Authored by ABataev on Apr 19 2018, 8:59 AM.



If the target does not support .asciz and .ascii directives, the
strings are represented as bytes and each byte is placed on the new line
as a separate byte directive .b8 <data>. NVPTX target allows to
represent the vector of the data of the same type as a vector, where
values are separated using , symbol: .b8 <data1>,<data2>,.... This
allows to reduce the size of the final PTX file. Ptxas tool includes ptx
files into the resulting binary object, so reducing the size of the PTX
file is important.

Diff Detail


Event Timeline

ABataev created this revision.Apr 19 2018, 8:59 AM
tra added inline comments.Apr 19 2018, 9:55 AM
819–838 ↗(On Diff #143105)

That's a bit too convoluted, IMO. I think two separate loops would be easier to read:

if (DirectiveSeparator) {
  for(const auto C : Data.drop_back(1).bytes())
     OS << C << DirectiveSeparator;
  OS << Data.back();
} else {
   for (const unsigned char C : Data.bytes()) {
     OS << Directive << (unsigned)C;
ABataev updated this revision to Diff 143129.Apr 19 2018, 11:02 AM

Address comments from @tra

tra accepted this revision.Apr 19 2018, 11:13 AM
tra added inline comments.
149 ↗(On Diff #143129)

I wonder whether ptxas has a limit on the line length.

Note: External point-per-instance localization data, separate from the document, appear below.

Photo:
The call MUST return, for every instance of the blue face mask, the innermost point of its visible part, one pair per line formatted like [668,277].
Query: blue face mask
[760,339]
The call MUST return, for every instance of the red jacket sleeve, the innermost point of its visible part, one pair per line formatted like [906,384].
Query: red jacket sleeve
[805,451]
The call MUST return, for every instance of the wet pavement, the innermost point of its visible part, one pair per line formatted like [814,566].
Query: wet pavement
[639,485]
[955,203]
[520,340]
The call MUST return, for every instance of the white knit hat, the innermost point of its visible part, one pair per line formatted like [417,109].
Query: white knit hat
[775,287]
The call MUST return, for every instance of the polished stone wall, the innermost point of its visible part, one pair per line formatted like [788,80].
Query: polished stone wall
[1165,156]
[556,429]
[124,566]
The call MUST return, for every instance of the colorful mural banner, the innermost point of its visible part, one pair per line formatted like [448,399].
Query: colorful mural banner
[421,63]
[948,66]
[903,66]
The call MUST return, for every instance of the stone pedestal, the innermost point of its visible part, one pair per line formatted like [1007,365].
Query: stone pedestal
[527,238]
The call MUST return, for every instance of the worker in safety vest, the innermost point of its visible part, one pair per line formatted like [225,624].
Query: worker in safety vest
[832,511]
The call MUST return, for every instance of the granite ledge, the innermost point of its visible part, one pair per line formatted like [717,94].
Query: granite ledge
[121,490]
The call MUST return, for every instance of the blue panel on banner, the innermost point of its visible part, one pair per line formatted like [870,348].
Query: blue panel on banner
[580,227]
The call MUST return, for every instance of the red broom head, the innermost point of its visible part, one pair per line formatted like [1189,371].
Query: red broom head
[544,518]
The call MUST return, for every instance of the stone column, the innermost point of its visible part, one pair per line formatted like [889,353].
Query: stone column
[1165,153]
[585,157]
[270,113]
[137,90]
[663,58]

This revision is now accepted and ready to land.Apr 19 2018, 11:13 AM
ABataev added inline comments.Apr 19 2018, 11:20 AM
149 ↗(On Diff #143129)

Probably, as (it seems to me) it uses flex/bison to parse the PTX files and I already ran into buffer overflow problem with the debug info. But I tried to compile this test with the ptxas and it was compiled correctly

tra added inline comments.Apr 19 2018, 11:24 AM
149 ↗(On Diff #143129)

Perhaps we should split the input into reasonably-sized chunks then.
I'd look at what nvcc generates and if they do split large inputs, we should probably do so, too.

ABataev updated this revision to Diff 157695.Jul 27 2018, 7:51 AM

Added maximal length of the merged directives.

echristo added inline comments.Jul 30 2018, 3:05 PM
862–883 ↗(On Diff #157695)

I'd prefer all of this (and basically the function) be sunk down into a target function for EmitBytes.

ABataev updated this revision to Diff 158750.Aug 2 2018, 7:18 AM

Reworked according to Eric's comments.

Some inline comments.

862–883 ↗(On Diff #157695)

This now has duplicated code between here and emitRawBytes in the MCStreamer. Can you unify this please?

101 ↗(On Diff #158750)

Can you add some more parens for readability please?

ABataev marked an inline comment as done.Sep 5 2018, 10:30 AM
ABataev added inline comments.
862–883 ↗(On Diff #157695)

It is not possible at the moment. We have the same problem for all the overloaded functions in MCTargetStreamer. The main problem is that not all targets define their own target streamer and sometimes getTargetStreamer() may return nullptr. But we still need some default behavior here.

ABataev updated this revision to Diff 164080.Sep 5 2018, 11:03 AM

Added some more parens in expression.

echristo accepted this revision.Oct 18 2018, 6:11 PM


This revision was automatically updated to reflect the committed changes.